Na manhã da última terça-feira (03/07), foi realizada audiência pública, na Comissão de Segurança Pública da Assembleia Legislativa de Minas Gerais (ALMG), para debater a violação da Lei Complementar no 127, de 2013, que fixa a carga horária semanal de trabalho dos militares estaduais, e possível prática de crime militar previsto no artigo 213, por parte do Coronel Comandante da 1a RPM e da 127a CIA do 2o Batalhão da PM, após denúncias de policiais que estão sendo obrigados a trabalhar em escalas desumanas, com jornadas de até 17 horas consecutivas sem o devido descanso, o que afeta diretamente a política de segurança pública no estado de Minas Gerais.

No início da audiência, o deputado Sargento Rodrigues (PDT), presidente da comissão e requerente da reunião, afirmou que na 6a CIA da PM, por exemplo, o comandante Major Renato Salgado criou uma carga horária mensal irregular levando em conta meses de 28, 29 e 30 dias, ignorando a obrigatoriedade das 40 horas semanais, e prejudicando decisivamente os policiais militares sob o seu comando. “Também existem denúncias em outras unidades da Polícia Militar que compõem a 1ª RPM. São denúncias graves de violação de uma Lei”, ressaltou o parlamentar.

De acordo com o Soldado Martins, lotado na 6ª CIA, 12% de toda criminalidade do Estado está concentrada na área da 6ª CIA, localizada no centro de BH. Martins reclamou da escala de trabalho e afirmou que a lei deve ser respeitada. Segundo ele, muitas vezes ocorre escalas por quatro dias consecutivos, das 22h às 7h, o que atrapalha a convivência com sua família. “Não posso sair com minha família aos finais de semana porque não posso deixar um companheiro morrer na hora de salvá-lo”, disse.

Outro ponto alertado pelo militar é a questão dos ratos que estão no local. Para ele, no período de 22h às 7h, que eles chamam de “curiango”, quem quiser tirar fotos com ratos é só comparecer ao local. “Rato lá é mato. Existem ratos e ratazanas, mas o cúmulo do absurdo é ter que ouvir que vão colocar gatos lá para combater. Nem água podemos beber lá porque os ratos tomam água no bebedouro”, afirmou. Além disso, o policial destacou que os ratos roem os fios dos chicotes das viaturas, motos e carros. “O Governo pode resolver o problema, mas não faz porque não quer”, completou.
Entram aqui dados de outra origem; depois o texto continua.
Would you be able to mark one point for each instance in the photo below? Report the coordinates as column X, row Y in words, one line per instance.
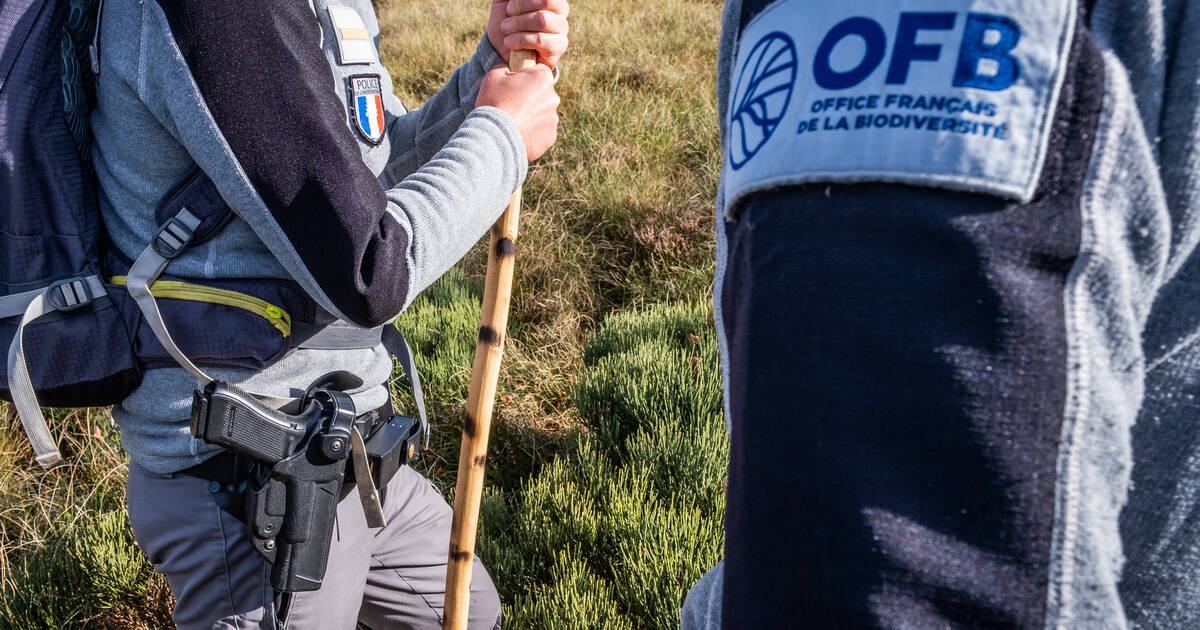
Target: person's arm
column 931, row 379
column 267, row 85
column 539, row 25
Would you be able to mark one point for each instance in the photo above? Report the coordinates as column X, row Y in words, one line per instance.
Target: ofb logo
column 761, row 96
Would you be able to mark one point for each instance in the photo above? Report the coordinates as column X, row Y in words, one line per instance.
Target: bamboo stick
column 478, row 421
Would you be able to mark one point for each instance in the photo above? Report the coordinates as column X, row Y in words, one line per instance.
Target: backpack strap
column 172, row 239
column 394, row 342
column 60, row 297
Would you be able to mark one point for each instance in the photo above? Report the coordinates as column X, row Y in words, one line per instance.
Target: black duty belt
column 227, row 469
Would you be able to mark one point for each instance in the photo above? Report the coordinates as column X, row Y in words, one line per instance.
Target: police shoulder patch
column 935, row 93
column 366, row 107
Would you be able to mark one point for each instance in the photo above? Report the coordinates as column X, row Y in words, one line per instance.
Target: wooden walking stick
column 478, row 423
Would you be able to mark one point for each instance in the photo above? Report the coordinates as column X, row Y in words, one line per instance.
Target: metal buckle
column 69, row 294
column 173, row 238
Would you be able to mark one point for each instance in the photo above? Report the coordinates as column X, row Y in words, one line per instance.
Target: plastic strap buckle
column 69, row 294
column 173, row 238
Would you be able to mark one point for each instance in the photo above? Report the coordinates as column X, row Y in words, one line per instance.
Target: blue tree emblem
column 761, row 96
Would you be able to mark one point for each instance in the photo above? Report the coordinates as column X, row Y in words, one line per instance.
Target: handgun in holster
column 298, row 466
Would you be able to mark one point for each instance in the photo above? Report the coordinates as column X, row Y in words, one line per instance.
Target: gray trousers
column 389, row 577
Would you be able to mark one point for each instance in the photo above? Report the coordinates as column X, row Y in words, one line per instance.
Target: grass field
column 606, row 471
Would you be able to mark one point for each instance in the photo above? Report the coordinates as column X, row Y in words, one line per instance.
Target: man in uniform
column 288, row 109
column 957, row 299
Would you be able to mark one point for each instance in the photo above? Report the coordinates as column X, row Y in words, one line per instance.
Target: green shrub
column 616, row 533
column 89, row 574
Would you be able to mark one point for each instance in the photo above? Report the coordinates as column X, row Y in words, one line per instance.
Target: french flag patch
column 366, row 100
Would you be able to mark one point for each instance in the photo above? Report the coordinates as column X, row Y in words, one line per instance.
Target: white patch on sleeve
column 930, row 93
column 354, row 45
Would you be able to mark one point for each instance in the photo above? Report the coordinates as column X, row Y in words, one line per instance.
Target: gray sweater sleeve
column 415, row 136
column 367, row 250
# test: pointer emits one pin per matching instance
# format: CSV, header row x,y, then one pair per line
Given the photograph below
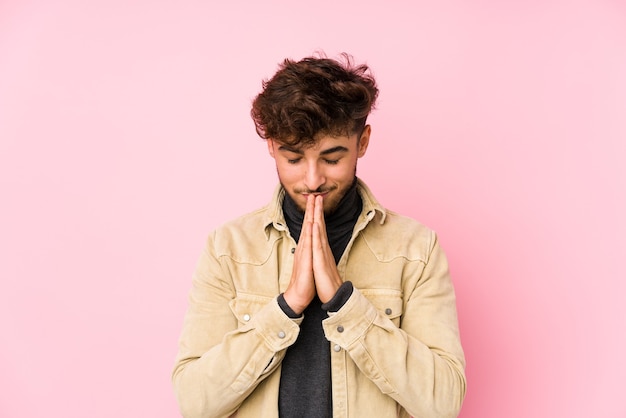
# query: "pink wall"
x,y
125,138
Ao final da audiência, o deputado Sargento Rodrigues apresentou requerimento para que seja convocado o comandante-geral da PMMG, Coronel Helbert Figueiró de Lourdes, para prestar esclarecimentos em audiência pública da Comissão de Segurança Pública, considerando sua ausência e a falta de envio de representante nas audiências realizadas em 22/8/2017, 29/8/2017, 12/9/2017 e na presente data de 3/10/2017, e requerimento para que seja realizada visita da Comissão de Segurança Pública à 6a CIA, do 1o Batalhão da PMMG, para verificar o descumprimento da carga horária semanal de trabalho, contrariando o previsto na Lei Complementar no 127, de 2013, bem como as condições insalubres de trabalho, entre elas as mínimas de higiene no local, com presença de roedores na Companhia, conforme denúncias realizadas nesta audiência.